Comment 12 Caolan McNamara 2008-03-18 10:27:03 UTC
So the expansion of bengali/assamese, tamil and malayalam has been modified from
3 to 4, and http://bugs.icu-project.org/trac/ticket/6213 has been updated with
those expansions.

So those scripts are known and hopefully out of the way. The open question is if
the other remaining "3" ones should also be 4, e.g.

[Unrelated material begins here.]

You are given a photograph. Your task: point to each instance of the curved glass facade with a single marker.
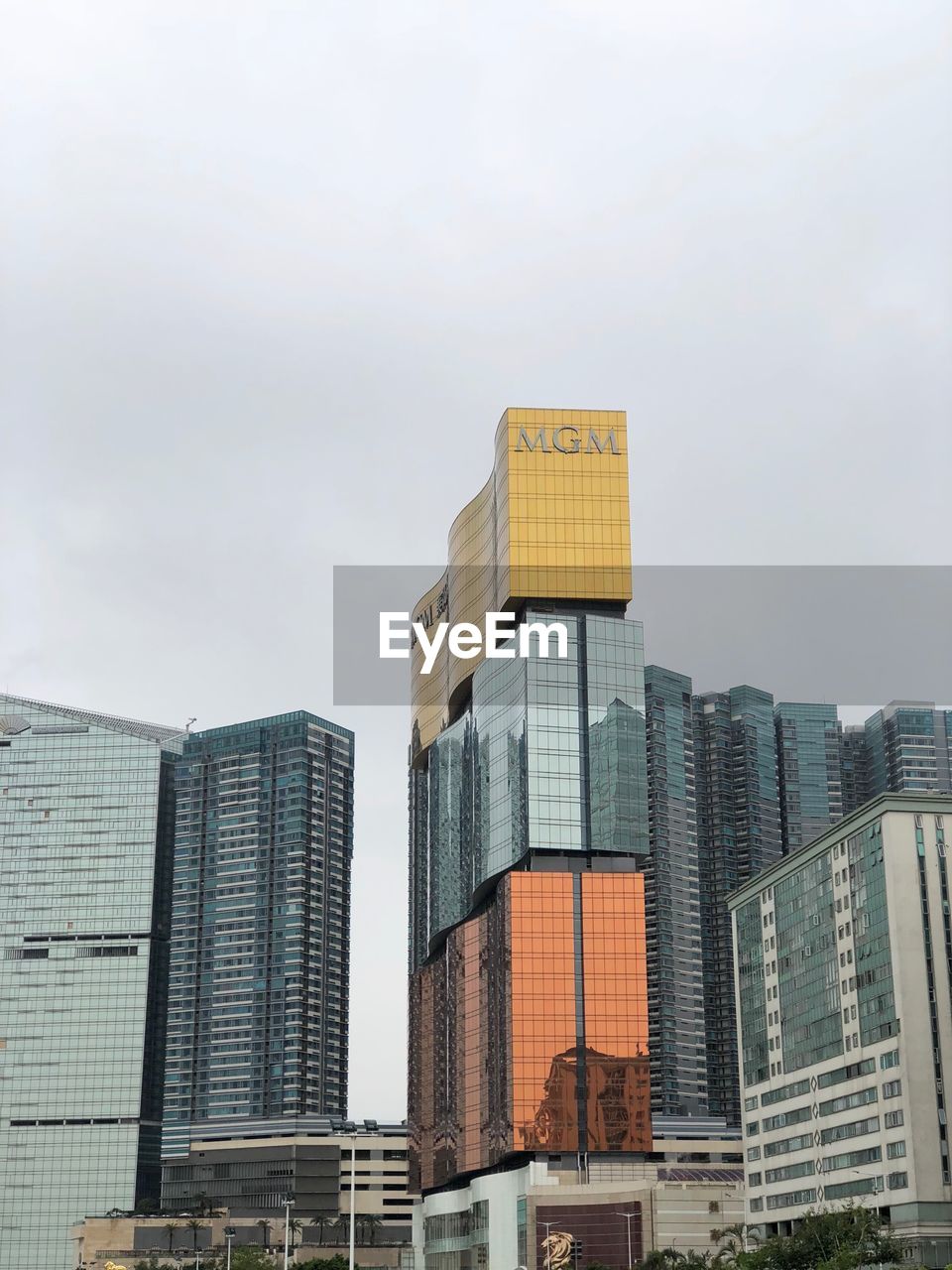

Oriya and Telegu, is there
known similar constructs that have a parallel in those languages ?

Comment 13 Caolan McNamara 2008-03-18 11:20:12 UTC
http://koji.fedoraproject.org/packages/icu/3.8.1/7.fc9/ for rawhide and
http://koji.fedoraproject.org/packages/icu/3.8/6.fc8/ for F-8 to ease testing

Comment 14 Amitakhya Phukan 2008-03-18 11:28:29 UTC
just tested in my Fedora 8. no crash as of now.

Comment 15 Pravin Satpute 2008-03-18 12:04:07 UTC
i have tested for other script, where it is applicable
it can be for tamil, oriya, and malayalam but it is crashing only for tamil and
malayalam in rawhide as i said
for oriya it working fine

Comment 16 sandeep shedmake 2008-03-18 13:42:16 UTC
Wrt comment #6

For Rawhide using icu-3.8.1-7.fc9.i386.rpm  

ta_IN 
1. 0b95 0bcc 0b82 (OO doesn't break for this combination)
2. 0b95 0bcb 0b82 (OO breaks)
3. 0b95 0bca 0b82 (OO breaks)

ml_IN
0d15 0d4a 0d02 (OO breaks)



Comment 17 Caolan McNamara 2008-03-18 13:50:02 UTC
Hmm, wrt comment #16, are you sure you have the fixed libs ?

What is the output of 
> rpm -qf /usr/lib/libicule.so.38.1 
i.e. it should be...
libicu-3.8.1-7.fc9.i386
which passes the above test for me without crash and burn

Comment 18 sandeep shedmake 2008-03-19 03:23:28 UTC
done...no crash (libs fixed)

Comment 19 Fedora Update System 2008-03-19 07:35:05 UTC
icu-3.8-6.fc8 has been submitted as an update for Fedora 8

Comment 20 Fedora Update System 2008-03-21 22:17:30 UTC
icu-3.8-6.fc8 has been pushed to the Fedora 8 testing repository.  If problems still persist, please make note of it in this bug report.
 If you want to test the update, you can install it with 
 su -c 'yum --enablerepo=updates-testing update icu'.  You can provide feedback for this update here: http://admin.fedoraproject.org/updates/F8/FEDORA-2008-2639

Comment 21 Fedora Update System 2008-04-22 22:36:44 UTC
icu-3.8-6.fc8 has been pushed to the Fedora 8 stable repository.  If problems still persist, please make note of it in this bug report.